An almost accidental stew. Turkey, tamarind-date paste, and some root veggies simmered together to form lovely, deep flavors. Sitting atop a jazzed up cauliflower puree. Originally, I wanted to make this stew with organic lamb, but organic turkey was on sale, so I got that instead. You can make the Tamarind Date Turkey stew in a slow cooker or on the stovetop. It's super easy and flavorful either way. Vegetarianize it by leaving out the meat and increasing the mushroom content.

Sometimes random things inspire my cooking. Often enough, it’s a combo of simply using what’s in the pantry and/or fridge, finding an ingredient on sale, and getting a bit creative.

This Tamarind Date Turkey stew came about when I had a jar of tamarind chutney laying about after a dinner party. I’m the queen of use-it-up (I hate to waste!)  Of course, I also adhere to my mom’s rule “When in doubt, throw it out.” 😉 So don’t worry, we eat safely at my house.

I figured it’d be easy enough to give this stew a Middle Eastern flair, and that’s just what I did. It turned out richly flavorful–quite hearty and satisfying. Yet not greasy or heavy, if that makes any sense. That’s how I like to cook in these colder months–food with oomph, but not anything that’s gonna drag you down.

Speaking of which–my original intention was to make this stew with lamb chunks, not with turkey. But when I got to Whole Foods to buy some organic lamb, organic turkey was on sale. In the spirit of being flexible, and budget-minded, I opted for some lovely turkey thighs. The lamb version of this stew can be posted another day.

Tamarind is a pretty interesting ingredient. It grows in pods, and its pulp (edible) has a sour flavor with a hint of sweetness. It’s popular not just in Middle Eastern cookery, but in the cuisines of South Asia, Thailand, and in Latin America, to name but a few. So if you’re not sure where you can find tamarind, try your local Middle Eastern, Latin or Asian mart. Or look for an interesting tamarind chutney in the grocery store.

Tamarind can benefit the body in numerous ways. It’s high in vitamin C as well as B vitamins. It can aid in digestion and has a mildly laxative effect. Gargling it can ease a sore throat. It’s anti-inflammatory when applied topically to the skin.

Tamarind and Date Turkey Stew with Root Vegetables

Serves 4


1 pound turkey thighs or legs, bone in and skin removed

6 ounces tamarind date chutney, or just tamarind chutney

1 medium onion

2-4 large garlic cloves, grated into small bits

Pinch each of ground cinnamon, coriander, cumin, and cardamom

1 pound of root vegetables of choice such as carrots, parsnips, turnips

8 ounces of sliced mushrooms

2-3 cups of filtered water

Neutral cooking oil of choice

Salt and pepper to taste


1.  In a large Dutch oven, heat oil over medium heat until shimmery.  Season turkey thighs with salt and pepper, and brown in the oil, approximately four minutes per side. Make sure both sides of the meat have good color. As the turkey sears, peel and then slice the onion into half moons. If you have extra time, begin peeling the root vegetables and cutting them into large, uniform chunks.

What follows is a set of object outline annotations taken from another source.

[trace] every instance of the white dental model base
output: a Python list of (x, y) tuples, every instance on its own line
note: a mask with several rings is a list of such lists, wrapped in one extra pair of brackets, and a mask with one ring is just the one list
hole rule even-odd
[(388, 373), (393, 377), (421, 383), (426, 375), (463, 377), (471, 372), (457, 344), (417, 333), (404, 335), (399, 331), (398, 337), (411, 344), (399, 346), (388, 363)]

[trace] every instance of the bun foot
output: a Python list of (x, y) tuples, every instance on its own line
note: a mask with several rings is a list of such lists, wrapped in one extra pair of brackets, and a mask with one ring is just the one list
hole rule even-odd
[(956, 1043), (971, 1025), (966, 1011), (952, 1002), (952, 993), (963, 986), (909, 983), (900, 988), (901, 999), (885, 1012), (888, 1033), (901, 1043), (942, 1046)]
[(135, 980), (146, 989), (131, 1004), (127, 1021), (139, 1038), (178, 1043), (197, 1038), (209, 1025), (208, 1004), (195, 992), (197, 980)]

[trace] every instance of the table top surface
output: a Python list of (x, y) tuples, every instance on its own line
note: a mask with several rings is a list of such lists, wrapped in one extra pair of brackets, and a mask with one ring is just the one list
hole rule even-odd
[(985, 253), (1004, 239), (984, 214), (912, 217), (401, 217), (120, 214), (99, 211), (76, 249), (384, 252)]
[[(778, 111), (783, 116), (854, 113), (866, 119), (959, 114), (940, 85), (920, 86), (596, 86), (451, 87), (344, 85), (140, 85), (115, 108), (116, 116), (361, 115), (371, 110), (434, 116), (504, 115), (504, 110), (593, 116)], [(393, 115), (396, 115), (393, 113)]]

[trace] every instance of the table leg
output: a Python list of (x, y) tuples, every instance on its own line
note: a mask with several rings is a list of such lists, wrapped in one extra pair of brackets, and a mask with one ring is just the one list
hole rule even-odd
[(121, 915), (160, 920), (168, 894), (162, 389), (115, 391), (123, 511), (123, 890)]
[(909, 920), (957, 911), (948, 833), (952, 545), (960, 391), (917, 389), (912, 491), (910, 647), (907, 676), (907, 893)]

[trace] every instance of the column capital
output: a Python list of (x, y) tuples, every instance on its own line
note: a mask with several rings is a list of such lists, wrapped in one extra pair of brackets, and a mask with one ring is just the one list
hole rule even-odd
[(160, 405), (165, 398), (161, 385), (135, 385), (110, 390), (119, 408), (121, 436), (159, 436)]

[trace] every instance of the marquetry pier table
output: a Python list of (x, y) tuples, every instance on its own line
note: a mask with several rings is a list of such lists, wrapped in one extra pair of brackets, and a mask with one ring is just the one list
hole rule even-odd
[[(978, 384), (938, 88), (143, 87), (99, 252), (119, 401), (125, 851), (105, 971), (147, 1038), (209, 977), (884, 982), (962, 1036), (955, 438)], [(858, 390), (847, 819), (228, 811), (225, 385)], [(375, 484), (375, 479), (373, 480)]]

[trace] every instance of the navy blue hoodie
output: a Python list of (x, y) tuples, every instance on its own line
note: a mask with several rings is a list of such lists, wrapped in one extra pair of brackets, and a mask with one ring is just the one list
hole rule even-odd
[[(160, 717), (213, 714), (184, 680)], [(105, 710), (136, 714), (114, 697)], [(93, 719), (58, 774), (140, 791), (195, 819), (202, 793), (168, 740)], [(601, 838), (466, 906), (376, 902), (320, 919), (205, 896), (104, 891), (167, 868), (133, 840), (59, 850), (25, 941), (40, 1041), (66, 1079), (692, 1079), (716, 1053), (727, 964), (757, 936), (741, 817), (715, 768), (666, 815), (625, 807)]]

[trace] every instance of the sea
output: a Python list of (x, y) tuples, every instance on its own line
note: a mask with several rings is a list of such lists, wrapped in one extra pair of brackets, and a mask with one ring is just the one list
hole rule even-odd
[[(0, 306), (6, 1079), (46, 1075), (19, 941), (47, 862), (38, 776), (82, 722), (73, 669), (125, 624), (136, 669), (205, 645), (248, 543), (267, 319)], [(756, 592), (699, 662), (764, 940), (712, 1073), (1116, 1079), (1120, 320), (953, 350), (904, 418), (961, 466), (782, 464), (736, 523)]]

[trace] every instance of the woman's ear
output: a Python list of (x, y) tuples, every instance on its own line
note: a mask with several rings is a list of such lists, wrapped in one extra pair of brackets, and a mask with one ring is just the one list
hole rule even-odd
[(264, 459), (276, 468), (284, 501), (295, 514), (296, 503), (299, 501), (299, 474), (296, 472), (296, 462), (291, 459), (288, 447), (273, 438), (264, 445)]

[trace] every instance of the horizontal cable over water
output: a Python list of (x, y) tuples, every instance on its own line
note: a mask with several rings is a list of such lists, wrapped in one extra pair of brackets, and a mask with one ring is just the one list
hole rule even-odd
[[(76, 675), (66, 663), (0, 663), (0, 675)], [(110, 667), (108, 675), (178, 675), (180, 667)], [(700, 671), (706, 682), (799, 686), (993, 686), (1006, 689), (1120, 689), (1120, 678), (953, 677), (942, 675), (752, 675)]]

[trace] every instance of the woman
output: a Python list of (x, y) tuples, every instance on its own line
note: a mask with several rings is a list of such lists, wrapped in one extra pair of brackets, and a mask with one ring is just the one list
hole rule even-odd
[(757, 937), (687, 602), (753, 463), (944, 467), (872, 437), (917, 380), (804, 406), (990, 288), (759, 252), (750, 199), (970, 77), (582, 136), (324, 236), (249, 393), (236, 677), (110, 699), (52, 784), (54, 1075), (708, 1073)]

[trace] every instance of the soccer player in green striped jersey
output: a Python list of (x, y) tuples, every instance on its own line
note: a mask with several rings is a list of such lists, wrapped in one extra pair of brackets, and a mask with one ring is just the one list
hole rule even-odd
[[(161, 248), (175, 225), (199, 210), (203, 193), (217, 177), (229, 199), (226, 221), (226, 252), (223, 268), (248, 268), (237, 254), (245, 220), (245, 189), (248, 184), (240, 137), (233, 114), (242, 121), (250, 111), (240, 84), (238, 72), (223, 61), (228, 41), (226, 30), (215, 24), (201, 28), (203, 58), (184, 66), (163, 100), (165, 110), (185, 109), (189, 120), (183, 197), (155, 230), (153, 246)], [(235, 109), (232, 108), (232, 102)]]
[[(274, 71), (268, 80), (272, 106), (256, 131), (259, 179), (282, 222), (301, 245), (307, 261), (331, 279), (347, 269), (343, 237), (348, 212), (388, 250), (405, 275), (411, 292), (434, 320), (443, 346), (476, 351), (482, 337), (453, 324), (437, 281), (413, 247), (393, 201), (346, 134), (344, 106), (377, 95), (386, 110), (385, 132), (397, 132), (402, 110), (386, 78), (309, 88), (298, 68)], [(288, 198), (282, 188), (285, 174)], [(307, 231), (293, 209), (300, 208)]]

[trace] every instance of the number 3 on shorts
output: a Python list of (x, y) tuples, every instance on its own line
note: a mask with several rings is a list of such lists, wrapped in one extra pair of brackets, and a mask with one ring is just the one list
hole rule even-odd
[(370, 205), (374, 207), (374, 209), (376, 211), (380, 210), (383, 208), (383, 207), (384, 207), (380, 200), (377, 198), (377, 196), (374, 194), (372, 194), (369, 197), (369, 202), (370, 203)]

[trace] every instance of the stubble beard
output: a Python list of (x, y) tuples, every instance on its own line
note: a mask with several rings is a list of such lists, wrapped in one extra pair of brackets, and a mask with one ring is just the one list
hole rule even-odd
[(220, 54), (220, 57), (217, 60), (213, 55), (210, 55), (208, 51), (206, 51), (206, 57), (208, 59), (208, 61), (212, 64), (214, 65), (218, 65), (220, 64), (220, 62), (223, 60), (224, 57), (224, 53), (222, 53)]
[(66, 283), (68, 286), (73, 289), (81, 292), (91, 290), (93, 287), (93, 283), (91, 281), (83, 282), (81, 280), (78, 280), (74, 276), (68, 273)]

2. Remove turkey from pot, and set aside. Add the onions, and cook for 3 minutes, adding water as necessary to deglaze pan. Continue cutting root vegetables as the onions cook. Add the spices and garlic to the onions, stir, and cook for another 30 seconds to one minute, until their aromas start to rise.

3. Remove pan from heat. At this point, if you’re using a slow cooker, all of the ingredients go into the slow cooker. However, if you opt to make this on the stovetop, you scrape any brown bits from the bottom of the pot, and then add everything into the pot.

4. If using the slow cooker, cook for a minimum of 4 hours on high, or up to 8 hours on low.  If you’re cooking on the stovetop, bring the stew to a boil, then bump it down to a slow, gentle simmer and cook for an hour or more. Add water as needed if the sauce starts to get too thick.

Curried Cauliflower Puree


1 head of cauliflower, rinsed and cut into florets

8 cups of water

2 teaspoons of salt

2 Tablespoons of curry powder

Optional: Oil or butter of choice (just a bit–no more than a tablespoon)


1. Add cauliflower florets to the water in a large pasta pot. Add salt and stir. Bring to a boil, then drop down to a slow boil for 15 minutes, or until florets are fork tender.

2. Drain and remove florets from the heat.

3. LET COOL until you could handle them with your bare hands if you wanted to. Not that you’d want to, but it’s seriously important to LET THEM COOL. Not doing so could bust your blender or food processor. No joke!

4. Add cooled florets, 1/4 cup of water, oil or butter (if using) and curry powder to a blender or food processor.  Let it all whir away until well-mixed into a smooth puree. Check seasoning and adjust salt, pepper, and curry powder to your taste, re-blending as needed.